Wednesday, November 30, 2011

U.S. National Archives and Records Administration
 www.archives.govNovember 30, 2011 
A More Perfect Union:
The Creation of the U.S. Constitution

May 25, 1787, Freshly spread dirt covered the cobblestone street in front of the Pennsylvania State House, protecting the men inside from the sound of passing carriages and carts. Guards stood at the entrances to ensure that the curious were kept at a distance.

Robert Morris of Pennsylvania, the "financier" of the Revolution, opened the proceedings with a nomination--Gen. George Washington for the presidency of the Constitutional Convention. The vote was unanimous. With characteristic ceremonial modesty, the general expressed his embarrassment at his lack of qualifications to preside over such an august body and apologized for any errors into which he might fall in the course of its deliberations.

To many of those assembled, especially to the small, boyish-looking, 36-year-old delegate from Virginia, James Madison, the general's mere presence boded well for the convention, for the illustrious Washington gave to the gathering an air of importance and legitimacy But his decision to attend the convention had been an agonizing one. The Father of the Country had almost remained at home.

Suffering from rheumatism, despondent over the loss of a brother, absorbed in the management of Mount Vernon, and doubting that the convention would accomplish very much or that many men of stature would attend, Washington delayed accepting the invitation to attend for several months. Torn between the hazards of lending his reputation to a gathering perhaps doomed to failure and the chance that the public would view his reluctance to attend with a critical eye, the general finally agreed to make the trip. James Madison was pleased.

General George Washington was unanimously elected president of the Philadelphia convention.

The Articles of Confederation

The determined Madison had for several years insatiably studied history and political theory searching for a solution to the political and economic dilemmas he saw plaguing America. The Virginian's labors convinced him of the futility and weakness of confederacies of independent states. America's own government under the Articles of Confederation, Madison was convinced, had to be replaced.

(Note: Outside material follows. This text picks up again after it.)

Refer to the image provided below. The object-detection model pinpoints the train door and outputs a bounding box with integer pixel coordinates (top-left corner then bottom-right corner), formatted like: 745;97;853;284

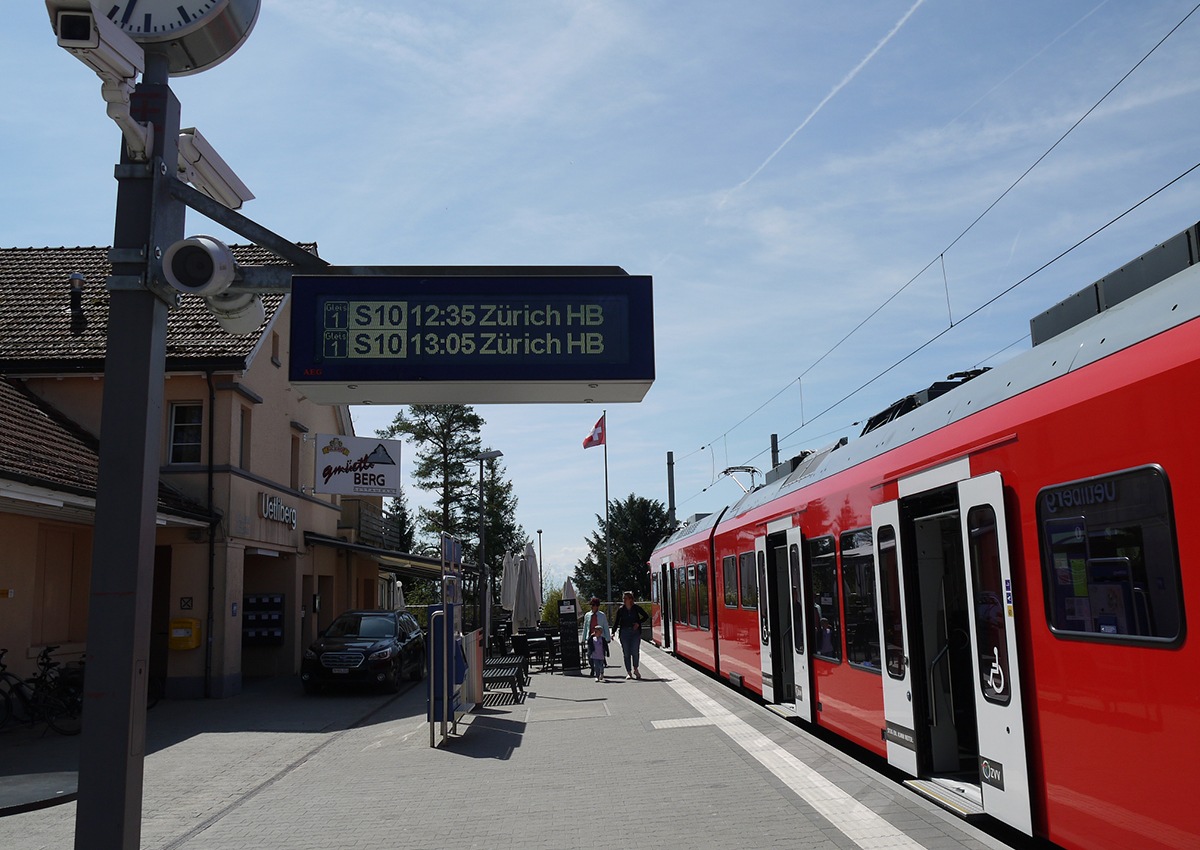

 In force since 1781, established as a "league of friendship" and a constitution for the 13 sovereign and independent states after the Revolution, the articles seemed to Madison woefully inadequate. With the states retaining considerable power, the central government, he believed, had insufficient power to regulate commerce. It could not tax and was generally impotent in setting commercial policy It could not effectively support a war effort. It had little power to settle quarrels between states. Saddled with this weak government, the states were on the brink of economic disaster. The evidence was overwhelming.

Congress was attempting to function with a depleted treasury; paper money was flooding the country, creating extraordinary inflation--a pound of tea in some areas could be purchased for a tidy $100; and the depressed condition of business was taking its toll on many small farmers. Some of them were being thrown in jail for debt, and numerous farms were being confiscated and sold for taxes.

In 1786 some of the farmers had fought back.

 Led by Daniel Shays, a former captain in the Continental army, a group of armed men, sporting evergreen twigs in their hats, prevented the circuit court from sitting at Northampton, MA, and threatened to seize muskets stored in the arsenal at Springfield. Although the insurrection was put down by state troops, the incident confirmed the fears of many wealthy men that anarchy was just around the corner.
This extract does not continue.